Implement corpus specific fixes for CJK

mozilla / firefox-translations-training

Training pipelines for Firefox Translations neural machine translation models

https://mozilla.github.io/firefox-translations-training/

Mozilla Public License 2.0

153 stars 33 forks source link

Implement corpus specific fixes for CJK #744

Open eu9ene opened 3 months ago

eu9ene commented 3 months ago

Nikolay: The UN corpus doesn't contain fulstops (for example) and we use something like this to fix it:

import sys

for line in sys.stdin:
    line = line[:-1] #EoL
    if line[-1] == ',':
        line = line[:-1] + '.'
    if line[-1] == ' ':
        line = line[:-1]
    print(line)

(This script is integrated in the previous copy/paste of script).
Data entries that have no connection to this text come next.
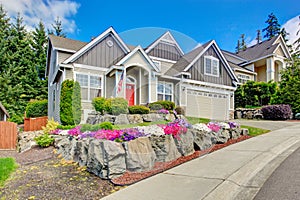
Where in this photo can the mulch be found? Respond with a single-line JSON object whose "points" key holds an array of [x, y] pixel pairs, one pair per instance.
{"points": [[129, 178]]}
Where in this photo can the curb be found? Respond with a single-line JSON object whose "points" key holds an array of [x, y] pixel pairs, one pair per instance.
{"points": [[246, 182]]}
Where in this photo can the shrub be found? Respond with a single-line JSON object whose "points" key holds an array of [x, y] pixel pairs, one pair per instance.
{"points": [[37, 108], [116, 106], [277, 112], [179, 110], [169, 105], [106, 126], [44, 140], [155, 107], [70, 103], [138, 109], [50, 126], [99, 104]]}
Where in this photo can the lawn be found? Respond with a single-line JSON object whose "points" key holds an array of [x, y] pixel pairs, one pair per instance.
{"points": [[7, 166]]}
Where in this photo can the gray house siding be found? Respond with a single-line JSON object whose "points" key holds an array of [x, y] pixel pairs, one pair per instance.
{"points": [[197, 70], [102, 54], [166, 51]]}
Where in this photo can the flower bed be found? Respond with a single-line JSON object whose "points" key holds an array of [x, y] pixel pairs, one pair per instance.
{"points": [[111, 153]]}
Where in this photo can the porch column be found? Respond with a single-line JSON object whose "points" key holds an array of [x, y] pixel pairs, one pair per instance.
{"points": [[270, 69]]}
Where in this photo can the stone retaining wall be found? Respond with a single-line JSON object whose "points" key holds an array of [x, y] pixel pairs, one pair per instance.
{"points": [[108, 159]]}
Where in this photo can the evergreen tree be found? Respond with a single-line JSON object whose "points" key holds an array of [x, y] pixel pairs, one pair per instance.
{"points": [[243, 43], [273, 28], [238, 47], [258, 37], [58, 28]]}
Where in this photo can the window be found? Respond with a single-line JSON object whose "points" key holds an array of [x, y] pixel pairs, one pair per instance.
{"points": [[211, 65], [90, 86], [164, 91], [243, 78]]}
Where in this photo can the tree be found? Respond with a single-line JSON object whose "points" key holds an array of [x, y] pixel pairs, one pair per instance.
{"points": [[273, 27], [238, 47], [243, 43], [258, 36], [58, 29]]}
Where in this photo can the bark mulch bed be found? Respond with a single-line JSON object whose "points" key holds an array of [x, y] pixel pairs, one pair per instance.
{"points": [[129, 178]]}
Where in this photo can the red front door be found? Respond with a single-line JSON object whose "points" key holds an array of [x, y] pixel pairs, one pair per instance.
{"points": [[130, 94]]}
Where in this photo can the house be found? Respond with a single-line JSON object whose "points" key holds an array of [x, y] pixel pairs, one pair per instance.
{"points": [[201, 81], [260, 62], [3, 113]]}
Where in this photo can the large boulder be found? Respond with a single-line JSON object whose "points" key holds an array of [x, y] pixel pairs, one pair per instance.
{"points": [[185, 143], [164, 148], [202, 139], [135, 119], [140, 155], [121, 119]]}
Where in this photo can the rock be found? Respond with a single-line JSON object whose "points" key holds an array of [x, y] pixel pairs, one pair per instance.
{"points": [[185, 143], [164, 148], [201, 139], [244, 131], [135, 119], [223, 136], [140, 155], [121, 119]]}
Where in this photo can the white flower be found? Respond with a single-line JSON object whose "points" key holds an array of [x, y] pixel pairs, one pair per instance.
{"points": [[201, 127]]}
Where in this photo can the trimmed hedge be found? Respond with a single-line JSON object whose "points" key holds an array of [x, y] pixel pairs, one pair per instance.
{"points": [[37, 108], [116, 106], [168, 105], [138, 109], [277, 112], [99, 104], [70, 103]]}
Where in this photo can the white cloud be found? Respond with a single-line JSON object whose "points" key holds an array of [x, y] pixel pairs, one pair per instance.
{"points": [[33, 11], [291, 27]]}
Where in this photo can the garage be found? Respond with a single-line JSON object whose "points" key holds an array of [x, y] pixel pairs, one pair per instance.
{"points": [[207, 105]]}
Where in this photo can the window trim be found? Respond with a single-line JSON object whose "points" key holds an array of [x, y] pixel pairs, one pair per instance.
{"points": [[164, 92], [89, 84], [212, 59]]}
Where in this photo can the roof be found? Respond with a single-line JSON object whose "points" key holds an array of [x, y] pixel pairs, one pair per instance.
{"points": [[3, 109], [65, 43], [262, 49], [185, 60]]}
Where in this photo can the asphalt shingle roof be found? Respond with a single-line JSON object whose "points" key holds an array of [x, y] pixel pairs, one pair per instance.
{"points": [[65, 43], [185, 60]]}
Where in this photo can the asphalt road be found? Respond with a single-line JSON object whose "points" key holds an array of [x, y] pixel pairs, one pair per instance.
{"points": [[284, 183]]}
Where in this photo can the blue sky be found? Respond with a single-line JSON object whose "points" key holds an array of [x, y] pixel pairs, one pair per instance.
{"points": [[197, 20]]}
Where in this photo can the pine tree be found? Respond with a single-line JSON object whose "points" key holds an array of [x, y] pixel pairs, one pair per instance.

ZJaume commented 3 days ago

There are also corpora that (maybe it was UN) do not have ideographic full stop character and they have ascii fullstop instead. That should be fixed.

gregtatum commented 1 day ago

Is it appropriate to do data augmentation at training time to swap between . and 。?

ZJaume commented 1 day ago

If the model has to be robust, probably it is a good thing to do? But in the case where chinese is target language, everything should be normalized to the ideographic punctuation.